Österreichs Rechte wiedervereinigt

Jünger von Jörg Haider kehren in die Freiheitliche Partei (FPÖ) zurück

  • Hannes Hofbauer, Wien
  • Lesedauer: 3 Min.
Mit einem innenpolitischen Paukenschlag geht in Österreich das Jahr 2009 zu Ende. Am Mittwochnachmittag verkündeten FPÖ-Chef Hans-Christian Strache und der Obmann des Kärntner BZÖ, Uwe Scheuch, die sofortige politische Wiedervereinigung. Organisatorisch will man sich an das deutsche CDU/CSU-Modell anlehnen, um der speziellen Kärntner Situation Rechnung zu tragen. Damit ist das radikale rechte Lager geeint, die FPÖ hat in allen neun Bundesländern starke Verbände.

Das BZÖ – Bündnis Zukunft Österreich – war im Jahr 2005 von Jörg Haider in ähnlich überraschender Art putschartig gegründet worden. Unter dem Eindruck der »orangenen Revolution« in der Ukraine, die kurz zuvor die Welt in Atem gehalten hatte, wählte man als Parteifarbe ebenfalls orange. Die damit herbeigeführte Spaltung der Freiheitlichen Partei Österreichs rückte die verbliebenen Recken um Heinz-Christian Strache noch weiter nach rechts. Im BZÖ versammelten sich die Jünger Jörg Haiders. Inhaltliche Unterschiede waren nur in Nuancen erkennbar. Wahlsiege in Kärnten, wo das BZÖ auch nach Haiders Tod im März 2009 mit 45 Prozent einen fulminanten Sieg einfahren konnten, positionierten das Bündnis als Kärntner Kraft. Die Einigung von FPÖ und BZÖ-Kärnten lässt die in anderen Bundesländern kaum verankerten BZÖ-Politiker nun ratlos zurück.

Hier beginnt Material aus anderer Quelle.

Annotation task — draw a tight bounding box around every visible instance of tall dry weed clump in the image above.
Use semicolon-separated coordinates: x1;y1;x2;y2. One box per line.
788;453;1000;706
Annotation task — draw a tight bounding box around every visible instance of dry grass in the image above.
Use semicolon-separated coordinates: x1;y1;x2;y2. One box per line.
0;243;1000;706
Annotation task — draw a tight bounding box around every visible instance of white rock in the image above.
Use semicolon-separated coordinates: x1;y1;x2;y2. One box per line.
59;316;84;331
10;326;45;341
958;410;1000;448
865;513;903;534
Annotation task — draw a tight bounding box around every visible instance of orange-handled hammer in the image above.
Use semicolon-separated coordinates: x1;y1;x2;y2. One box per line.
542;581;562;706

»Es tut gut, wieder zu Hause zu sein«, drückte der Forst- und Landwirt Uwe Scheuch beinahe tränenreich seine Sicht der Wiedervereinigung des »dritten Lagers« aus. Verhandelt wurde laut FPÖ-Chef Strache bereits seit dem Spätsommer. Es ist bemerkenswert, dass davon nichts an die Öffentlichkeit gedrungen ist. Dies umso mehr, weil führende Kader beider Gruppen sich bis zuletzt persönlich heftig attackiert hatten. So ist beispielsweise auf einem Video ein Streit zwischen FPÖ-Chef Strache und dem Kärntner Landeshauptmann Gerhard Dörfler zu sehen, auf dem Letzterer seinen Hass auf den Gesprächspartner politisch dahin gehend formuliert, er würde eher den Wiener Sozialdemokraten Michael Häupl als Bürgermeister wählen als Strache, der ihm viel zu radikal sei. Am Mittwochabend mimte Dörfler dann den treuen Parteifreund.

Wie es im Parlament am Wiener Ring weitergeht, wird sich in den kommenden Wochen entscheiden. Das frühere Kärntner BZÖ, das seinen Namen nun in FPK (Freiheitliche Partei Kärntens) umgewandelt hat, strebt eine eigene Fraktion im Nationalrat an. Dafür wären fünf Abgeordnete nötig. Bei Redaktionsschluss hatten sich erst vier von sieben Kärntner Mandataren des BZÖ-Clubs auf die neue Linie der Kärntner FPÖ vergattern lassen.

Die Fraktionsstärke würde zusätzliches Geld in die Kassen der Freiheitlichen spülen. Doch auch ohne sie bringt der Coup Bewegung in die innenpolitische Szene. Denn rein rechnerisch könnte sich demnächst eine schwarz-blaue Koalition als Alternative zur herrschenden SPÖ-ÖVP-Regierung anbieten.

Ein fliegender Wechsel des neuen starken Mannes der Österreichischen Volkspartei, Vizekanzler und Finanzminister Josef Pröll, scheint aktuell zwar nicht auf der Tagesordnung zu stehen. Doch auch sein Vorgänger Wolfgang Schüssel, der die radikalen Rechten im Jahr 2000 in die Koalition holte, war davor nicht als FPÖ-Freund bekannt. Die SPÖ wiederum muss vor den kommenden Wiener Wahlen um den Bürgermeisterstuhl zittern. Mit einer gestärkten FPÖ ist die absolute Mandatsmehrheit der Sozialdemokraten in der Bundeshauptstadt gefährdet.